Follow along with this tutorial in a Colab notebook here.

Step 0. Build an Atlas map of your dataset

The code example below shows how to build an Atlas map with 10,000 news article data points.

from nomic import atlas
import nomic
import numpy as np
import random
from datasets import load_dataset

np.random.seed(0) # so your map has the same points sampled.

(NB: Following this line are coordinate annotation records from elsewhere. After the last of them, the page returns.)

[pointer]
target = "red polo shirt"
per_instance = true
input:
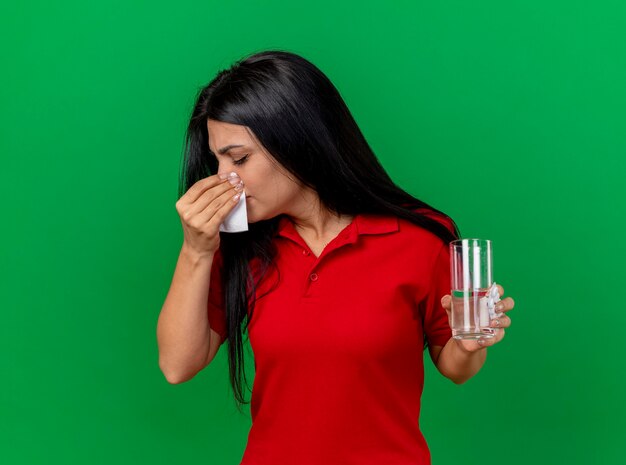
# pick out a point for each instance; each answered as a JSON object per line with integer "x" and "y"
{"x": 338, "y": 345}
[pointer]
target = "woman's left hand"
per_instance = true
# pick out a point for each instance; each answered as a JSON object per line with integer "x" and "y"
{"x": 502, "y": 321}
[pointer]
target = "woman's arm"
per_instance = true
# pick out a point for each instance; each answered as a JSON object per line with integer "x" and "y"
{"x": 183, "y": 330}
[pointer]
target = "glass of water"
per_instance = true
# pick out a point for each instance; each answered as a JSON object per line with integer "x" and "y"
{"x": 471, "y": 269}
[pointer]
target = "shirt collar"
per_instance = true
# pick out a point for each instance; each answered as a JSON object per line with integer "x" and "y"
{"x": 363, "y": 223}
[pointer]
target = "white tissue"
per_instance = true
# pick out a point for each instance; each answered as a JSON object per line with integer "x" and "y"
{"x": 237, "y": 219}
{"x": 493, "y": 297}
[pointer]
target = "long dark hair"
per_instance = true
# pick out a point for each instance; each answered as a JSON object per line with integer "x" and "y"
{"x": 299, "y": 117}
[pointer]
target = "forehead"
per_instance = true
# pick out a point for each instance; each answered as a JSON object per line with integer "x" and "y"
{"x": 224, "y": 132}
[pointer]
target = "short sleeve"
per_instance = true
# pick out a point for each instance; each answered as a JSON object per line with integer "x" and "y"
{"x": 216, "y": 307}
{"x": 435, "y": 318}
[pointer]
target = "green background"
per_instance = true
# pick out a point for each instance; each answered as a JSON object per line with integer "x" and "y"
{"x": 508, "y": 116}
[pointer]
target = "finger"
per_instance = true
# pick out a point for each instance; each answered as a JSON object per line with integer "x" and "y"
{"x": 489, "y": 341}
{"x": 210, "y": 196}
{"x": 215, "y": 213}
{"x": 501, "y": 322}
{"x": 505, "y": 305}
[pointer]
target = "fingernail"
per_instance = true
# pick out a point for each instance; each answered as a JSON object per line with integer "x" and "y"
{"x": 228, "y": 175}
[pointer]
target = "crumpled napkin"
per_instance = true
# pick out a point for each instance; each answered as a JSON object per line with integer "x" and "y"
{"x": 493, "y": 297}
{"x": 237, "y": 219}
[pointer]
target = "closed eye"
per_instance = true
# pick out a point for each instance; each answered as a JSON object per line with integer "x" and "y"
{"x": 241, "y": 161}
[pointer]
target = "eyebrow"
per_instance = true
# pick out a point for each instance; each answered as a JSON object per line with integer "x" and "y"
{"x": 225, "y": 149}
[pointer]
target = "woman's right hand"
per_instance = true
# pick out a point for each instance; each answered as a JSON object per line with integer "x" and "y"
{"x": 203, "y": 208}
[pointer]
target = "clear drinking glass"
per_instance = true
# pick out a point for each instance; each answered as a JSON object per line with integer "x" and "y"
{"x": 471, "y": 266}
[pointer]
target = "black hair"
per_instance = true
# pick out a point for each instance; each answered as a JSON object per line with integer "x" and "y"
{"x": 300, "y": 118}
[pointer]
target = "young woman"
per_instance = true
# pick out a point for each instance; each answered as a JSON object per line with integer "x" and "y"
{"x": 340, "y": 282}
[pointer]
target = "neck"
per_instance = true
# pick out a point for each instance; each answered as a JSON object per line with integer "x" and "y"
{"x": 316, "y": 222}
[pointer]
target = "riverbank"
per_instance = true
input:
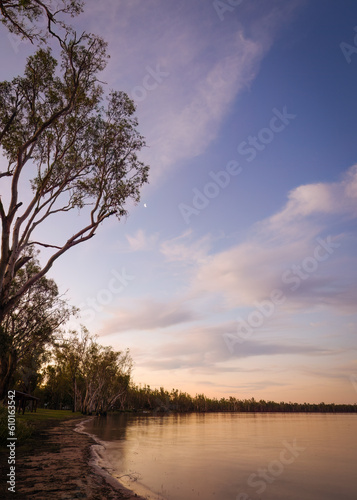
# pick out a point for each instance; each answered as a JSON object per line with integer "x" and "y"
{"x": 59, "y": 464}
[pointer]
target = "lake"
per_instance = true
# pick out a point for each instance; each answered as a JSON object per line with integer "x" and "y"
{"x": 233, "y": 456}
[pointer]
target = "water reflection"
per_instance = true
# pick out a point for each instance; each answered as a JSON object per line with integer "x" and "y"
{"x": 230, "y": 456}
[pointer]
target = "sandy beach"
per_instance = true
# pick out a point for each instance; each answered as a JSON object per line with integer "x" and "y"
{"x": 62, "y": 465}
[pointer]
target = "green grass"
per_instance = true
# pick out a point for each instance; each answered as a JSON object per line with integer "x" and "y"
{"x": 32, "y": 425}
{"x": 42, "y": 414}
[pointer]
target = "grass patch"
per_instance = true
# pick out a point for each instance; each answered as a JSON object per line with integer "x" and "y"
{"x": 42, "y": 414}
{"x": 31, "y": 426}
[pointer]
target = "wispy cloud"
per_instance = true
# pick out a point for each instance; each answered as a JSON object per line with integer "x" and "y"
{"x": 182, "y": 114}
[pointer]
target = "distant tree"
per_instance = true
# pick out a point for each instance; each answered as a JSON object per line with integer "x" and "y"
{"x": 95, "y": 377}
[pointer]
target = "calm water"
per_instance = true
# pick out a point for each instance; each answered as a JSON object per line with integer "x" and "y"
{"x": 234, "y": 456}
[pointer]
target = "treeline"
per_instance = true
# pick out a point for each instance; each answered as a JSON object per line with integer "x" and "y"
{"x": 84, "y": 376}
{"x": 158, "y": 401}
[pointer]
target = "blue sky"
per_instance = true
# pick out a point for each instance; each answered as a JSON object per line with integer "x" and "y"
{"x": 236, "y": 273}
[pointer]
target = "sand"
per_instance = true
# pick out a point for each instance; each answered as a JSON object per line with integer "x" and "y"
{"x": 63, "y": 465}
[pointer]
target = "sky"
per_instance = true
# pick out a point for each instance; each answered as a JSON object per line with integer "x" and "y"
{"x": 236, "y": 273}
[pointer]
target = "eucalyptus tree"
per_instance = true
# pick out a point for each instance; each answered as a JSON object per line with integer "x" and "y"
{"x": 67, "y": 147}
{"x": 31, "y": 326}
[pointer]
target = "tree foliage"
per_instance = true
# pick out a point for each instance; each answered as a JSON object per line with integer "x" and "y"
{"x": 23, "y": 17}
{"x": 79, "y": 153}
{"x": 87, "y": 375}
{"x": 30, "y": 327}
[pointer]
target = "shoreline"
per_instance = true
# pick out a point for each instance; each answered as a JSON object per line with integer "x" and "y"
{"x": 101, "y": 465}
{"x": 62, "y": 464}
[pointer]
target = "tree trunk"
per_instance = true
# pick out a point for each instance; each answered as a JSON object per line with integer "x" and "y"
{"x": 8, "y": 361}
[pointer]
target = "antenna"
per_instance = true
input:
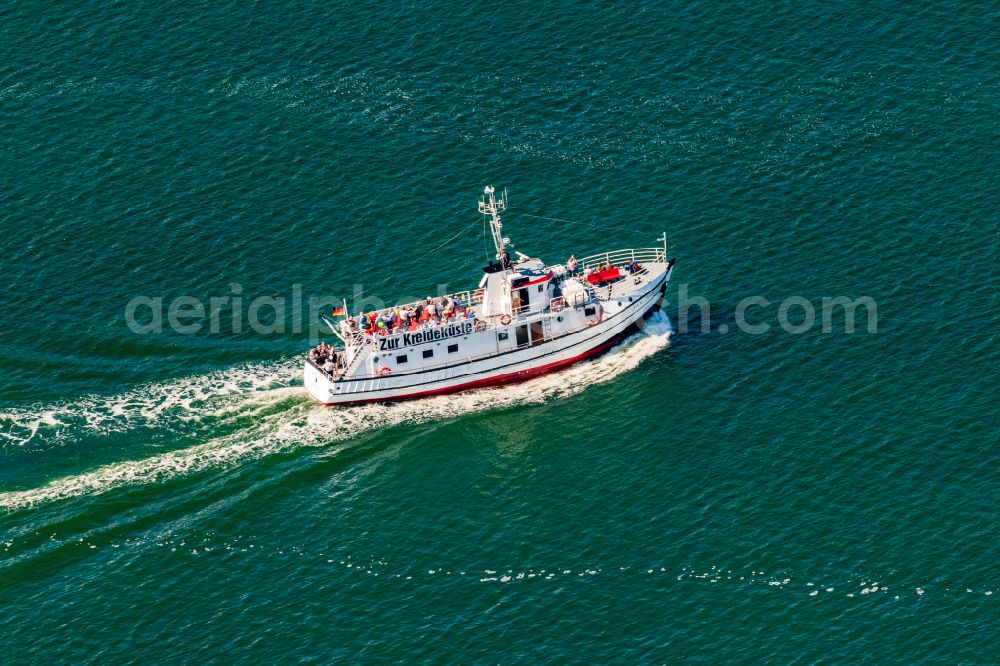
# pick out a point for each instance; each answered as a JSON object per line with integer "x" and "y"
{"x": 493, "y": 208}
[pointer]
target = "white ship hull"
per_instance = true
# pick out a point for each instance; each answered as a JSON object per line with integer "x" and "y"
{"x": 485, "y": 360}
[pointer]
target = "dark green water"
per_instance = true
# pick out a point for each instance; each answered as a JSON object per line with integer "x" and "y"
{"x": 692, "y": 496}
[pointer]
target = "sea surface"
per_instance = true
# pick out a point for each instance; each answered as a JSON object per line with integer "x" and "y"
{"x": 700, "y": 494}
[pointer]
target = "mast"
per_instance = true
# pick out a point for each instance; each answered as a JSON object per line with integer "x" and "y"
{"x": 493, "y": 208}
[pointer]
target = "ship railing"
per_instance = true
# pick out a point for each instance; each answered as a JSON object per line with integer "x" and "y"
{"x": 619, "y": 257}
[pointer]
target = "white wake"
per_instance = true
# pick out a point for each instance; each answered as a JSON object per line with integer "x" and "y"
{"x": 307, "y": 424}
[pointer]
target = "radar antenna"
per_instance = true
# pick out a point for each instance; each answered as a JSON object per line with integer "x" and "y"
{"x": 493, "y": 207}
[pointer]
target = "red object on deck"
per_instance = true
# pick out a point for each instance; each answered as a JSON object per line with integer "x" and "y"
{"x": 604, "y": 276}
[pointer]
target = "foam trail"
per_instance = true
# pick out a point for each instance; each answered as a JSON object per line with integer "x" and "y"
{"x": 306, "y": 424}
{"x": 188, "y": 399}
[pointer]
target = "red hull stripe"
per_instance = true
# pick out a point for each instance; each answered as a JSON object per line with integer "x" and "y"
{"x": 509, "y": 378}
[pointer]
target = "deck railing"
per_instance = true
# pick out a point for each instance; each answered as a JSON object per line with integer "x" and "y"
{"x": 470, "y": 298}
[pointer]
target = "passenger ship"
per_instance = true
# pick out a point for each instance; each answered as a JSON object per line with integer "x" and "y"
{"x": 525, "y": 319}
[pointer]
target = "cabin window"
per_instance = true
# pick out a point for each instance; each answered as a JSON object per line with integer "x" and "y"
{"x": 522, "y": 335}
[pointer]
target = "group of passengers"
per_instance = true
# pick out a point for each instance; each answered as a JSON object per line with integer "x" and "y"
{"x": 325, "y": 356}
{"x": 429, "y": 314}
{"x": 631, "y": 266}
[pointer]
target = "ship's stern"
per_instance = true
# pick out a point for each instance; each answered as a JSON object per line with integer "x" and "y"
{"x": 319, "y": 385}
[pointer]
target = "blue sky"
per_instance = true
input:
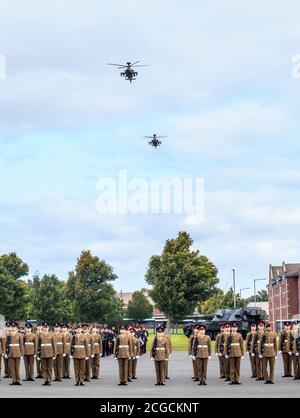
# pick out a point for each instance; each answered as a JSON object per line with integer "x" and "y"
{"x": 220, "y": 86}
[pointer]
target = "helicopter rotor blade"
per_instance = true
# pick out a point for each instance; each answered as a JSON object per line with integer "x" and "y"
{"x": 138, "y": 66}
{"x": 118, "y": 65}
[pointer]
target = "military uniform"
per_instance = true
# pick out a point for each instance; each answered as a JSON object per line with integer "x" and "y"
{"x": 30, "y": 350}
{"x": 122, "y": 352}
{"x": 285, "y": 350}
{"x": 268, "y": 350}
{"x": 135, "y": 355}
{"x": 47, "y": 353}
{"x": 170, "y": 352}
{"x": 67, "y": 337}
{"x": 250, "y": 349}
{"x": 87, "y": 370}
{"x": 295, "y": 350}
{"x": 14, "y": 353}
{"x": 190, "y": 353}
{"x": 234, "y": 349}
{"x": 202, "y": 351}
{"x": 160, "y": 354}
{"x": 257, "y": 340}
{"x": 219, "y": 353}
{"x": 7, "y": 333}
{"x": 38, "y": 360}
{"x": 79, "y": 353}
{"x": 59, "y": 359}
{"x": 95, "y": 362}
{"x": 2, "y": 351}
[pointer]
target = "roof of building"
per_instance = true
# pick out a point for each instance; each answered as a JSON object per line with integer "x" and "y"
{"x": 285, "y": 270}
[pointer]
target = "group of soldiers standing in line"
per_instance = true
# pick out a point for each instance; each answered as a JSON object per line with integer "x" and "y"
{"x": 52, "y": 351}
{"x": 262, "y": 345}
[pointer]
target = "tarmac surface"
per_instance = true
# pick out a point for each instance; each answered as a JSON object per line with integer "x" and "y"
{"x": 179, "y": 385}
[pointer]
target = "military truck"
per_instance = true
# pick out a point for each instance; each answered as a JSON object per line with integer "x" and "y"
{"x": 242, "y": 316}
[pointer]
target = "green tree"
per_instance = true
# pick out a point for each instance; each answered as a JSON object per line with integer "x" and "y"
{"x": 13, "y": 290}
{"x": 139, "y": 308}
{"x": 93, "y": 297}
{"x": 180, "y": 278}
{"x": 50, "y": 300}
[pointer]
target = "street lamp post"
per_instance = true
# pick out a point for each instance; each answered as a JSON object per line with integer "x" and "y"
{"x": 234, "y": 298}
{"x": 243, "y": 288}
{"x": 256, "y": 280}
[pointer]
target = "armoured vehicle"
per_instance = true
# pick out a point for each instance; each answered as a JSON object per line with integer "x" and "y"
{"x": 242, "y": 316}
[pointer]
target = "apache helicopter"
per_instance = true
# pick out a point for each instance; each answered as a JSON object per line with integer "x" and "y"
{"x": 154, "y": 140}
{"x": 128, "y": 72}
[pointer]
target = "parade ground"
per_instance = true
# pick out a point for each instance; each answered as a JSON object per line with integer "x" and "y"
{"x": 179, "y": 385}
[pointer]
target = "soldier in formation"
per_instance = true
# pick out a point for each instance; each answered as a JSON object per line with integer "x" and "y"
{"x": 160, "y": 355}
{"x": 202, "y": 353}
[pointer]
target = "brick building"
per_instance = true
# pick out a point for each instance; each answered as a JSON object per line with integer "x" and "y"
{"x": 284, "y": 292}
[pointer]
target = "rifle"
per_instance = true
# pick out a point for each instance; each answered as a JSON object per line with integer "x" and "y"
{"x": 117, "y": 346}
{"x": 39, "y": 347}
{"x": 263, "y": 342}
{"x": 8, "y": 339}
{"x": 154, "y": 347}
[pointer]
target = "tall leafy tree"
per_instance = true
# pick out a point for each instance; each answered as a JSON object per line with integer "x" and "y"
{"x": 139, "y": 308}
{"x": 180, "y": 278}
{"x": 51, "y": 301}
{"x": 12, "y": 289}
{"x": 89, "y": 288}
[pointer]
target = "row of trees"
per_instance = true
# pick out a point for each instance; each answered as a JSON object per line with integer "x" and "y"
{"x": 87, "y": 295}
{"x": 180, "y": 280}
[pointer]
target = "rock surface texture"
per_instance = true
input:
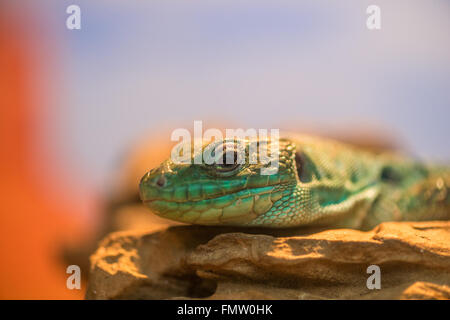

dataset = load_dataset('ag_news')['train']

max_documents = 10000
subset_idxs = np.random.choice(len(dataset), size=max_documents, replace=False).tolist()
documents = [dataset[i] for i in subset_idxs]
for i in range(len(documents)):
documents[i]['id'] = i

dataset = atlas.map_data(data=documents,
id_field='id',
indexed_field='text',
identifier='News 10k Tutorial',
description='10k News Articles for Labeling'
)
# Re-run this cell to view map updates
dataset.maps[0]
Atlas news map demo

Step 1. Select datapoints

Using the toolbar on the right side of the map, you can interact with your mapped datapoints.

  1. To select your points, click the Lasso tool and circle the Sports related points.
Lasso on Atlas news map demo

You know where they are because the map pre-organizes them all together!

Step 2. Annotate datapoints

This brings up the Selection pane where you can:

  1. Filter through your selected datapoints (try the arrow or WASD keybindings)
  2. Tag your selected points
  3. Click the + tag all button in the Selection Pane and tag the region as sports. This annotates every point in that region.
Lasso + tag on Atlas news map demo

Now here is where Atlas shines. The interaction you just did in your web browser is synced to your dataset's state.

Load up your dataset in Python by initializing it with organization name and dataset name, and then access your tags.

from nomic import AtlasDataset
dataset = AtlasDataset('<YOUR ORGANIZATION HERE>/news-10k-tutorial')
map = dataset.maps[0]
tags = map.tags.get_tags()
for tag in tags:
datum_ids = map.tags.get_datums_in_tag(tag['tag_name'])
print(tag['tag_name'], "Count:", len(datum_ids), "Sample:", datum_ids[:10])

dataset.get_data(ids=map.tags.get_datums_in_tag('sports')[:2])

Step 3. Curate data

Now let's make a new map from this dataset without the data tagged 'sports':

old_df = map.data.df
ids_to_remove = map.tags.get_datums_in_tag('sports')
new_df = old_df[~old_df.id.apply(lambda x : x in ids_to_remove)]

new_dataset = atlas.map_data(data=new_df,
id_field='id',
indexed_field='text',
identifier='News 10k Tutorial without sports',
description='10k News Articles for Labeling, sports removed'
)

After a few minutes, your new map should be organized without any sports articles. Notice how all other positions remain largely the same.

Atlas news map demo with sports removed

With this workflow, you can quickly triage through, tag and clean large unstructured datasets.

note

Tagging will only work if you have edit access to the map.